Now, the user changes their email. For example:
cqlsh:iteblog_keyspace> UPDATE iteblog_users_with_status_updates SET email = 'iteblog@iteblog.com'
... WHERE username = 'iteblog';
cqlsh:iteblog_keyspace> select username, email, encrypted_password, body from iteblog_users_with_status_updates;
username | email | encrypted_password | body
----------+---------------------+------------------------------------+---------------------
iteblog | iteblog@iteblog.com | 0x877e8c36efa827dbd4cafbc92dd90d76 | Learning Cassandra!
iteblog | iteblog@iteblog.com | 0x877e8c36efa827dbd4cafbc92dd90d76 | I love Cassandra!
(2 rows)
The query output shows that the email for all rows with the username 'iteblog' has been updated. This demonstrates the power of static columns.
The table now contains the user's mailbox and password.

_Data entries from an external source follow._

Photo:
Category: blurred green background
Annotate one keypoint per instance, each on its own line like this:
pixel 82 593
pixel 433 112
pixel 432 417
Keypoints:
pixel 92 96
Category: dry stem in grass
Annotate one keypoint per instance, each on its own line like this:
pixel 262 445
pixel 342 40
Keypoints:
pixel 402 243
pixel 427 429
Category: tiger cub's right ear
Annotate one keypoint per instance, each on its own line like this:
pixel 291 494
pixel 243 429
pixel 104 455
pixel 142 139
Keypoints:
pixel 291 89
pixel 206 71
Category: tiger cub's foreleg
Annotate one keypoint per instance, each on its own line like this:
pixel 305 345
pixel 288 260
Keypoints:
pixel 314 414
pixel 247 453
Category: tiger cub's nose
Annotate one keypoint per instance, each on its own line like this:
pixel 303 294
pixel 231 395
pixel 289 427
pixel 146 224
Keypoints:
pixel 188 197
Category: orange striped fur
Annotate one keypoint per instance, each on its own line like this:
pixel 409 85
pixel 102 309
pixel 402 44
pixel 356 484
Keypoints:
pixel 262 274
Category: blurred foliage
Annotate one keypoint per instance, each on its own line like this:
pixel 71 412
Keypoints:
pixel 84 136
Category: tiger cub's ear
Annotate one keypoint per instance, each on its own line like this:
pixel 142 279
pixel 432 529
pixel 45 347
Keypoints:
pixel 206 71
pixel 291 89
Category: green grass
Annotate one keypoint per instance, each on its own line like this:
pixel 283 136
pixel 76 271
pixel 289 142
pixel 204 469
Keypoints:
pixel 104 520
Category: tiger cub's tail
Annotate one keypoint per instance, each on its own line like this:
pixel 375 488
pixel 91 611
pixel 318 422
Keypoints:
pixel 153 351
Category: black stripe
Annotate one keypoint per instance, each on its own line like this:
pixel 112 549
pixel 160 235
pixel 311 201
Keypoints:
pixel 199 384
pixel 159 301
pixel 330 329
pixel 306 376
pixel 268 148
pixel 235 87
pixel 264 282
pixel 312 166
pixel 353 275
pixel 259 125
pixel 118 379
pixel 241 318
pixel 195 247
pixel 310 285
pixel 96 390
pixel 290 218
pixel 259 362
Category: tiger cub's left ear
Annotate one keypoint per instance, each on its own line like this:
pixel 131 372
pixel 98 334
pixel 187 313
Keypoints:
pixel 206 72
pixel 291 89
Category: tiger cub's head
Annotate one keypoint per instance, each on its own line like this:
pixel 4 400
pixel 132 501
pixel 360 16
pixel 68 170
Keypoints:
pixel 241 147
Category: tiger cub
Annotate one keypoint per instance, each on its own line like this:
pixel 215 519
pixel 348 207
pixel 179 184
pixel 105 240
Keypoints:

If your frontend application allows users to modify their mailbox and password, the backend system must first retrieve the current values, as follows:
cqlsh:iteblog_keyspace> SELECT "username", "email", "encrypted_password"
... FROM "iteblog_users_with_status_updates"
... WHERE "username" = 'iteblog';
username | email | encrypted_password
----------+---------------------+------------------------------------
iteblog | iteblog@iteblog.com | 0x877e8c36efa827dbd4cafbc92dd90d76
iteblog | iteblog@iteblog.com | 0x877e8c36efa827dbd4cafbc92dd90d76
(2 rows)
The query returns the mailbox and password for each row that has the username 'iteblog'. This is not the desired result. To fix this, add the DISTINCT keyword to your query. For example:
cqlsh:iteblog_keyspace> SELECT DISTINCT "username", "email", "encrypted_password"
... FROM "iteblog_users_with_status_updates"
... WHERE "username" = 'iteblog';
username | email | encrypted_password
----------+---------------------+------------------------------------
iteblog | iteblog@iteblog.com | 0x877e8c36efa827dbd4cafbc92dd90d76
(1 rows)
This ensures that only one row is returned, regardless of how many rows exist for the username 'iteblog'.
Although you use the DISTINCT keyword, Cassandra does not fetch all rows for the username 'iteblog' and then remove duplicates. This is because the static column data is stored only once at a low level, so deduplication is not required.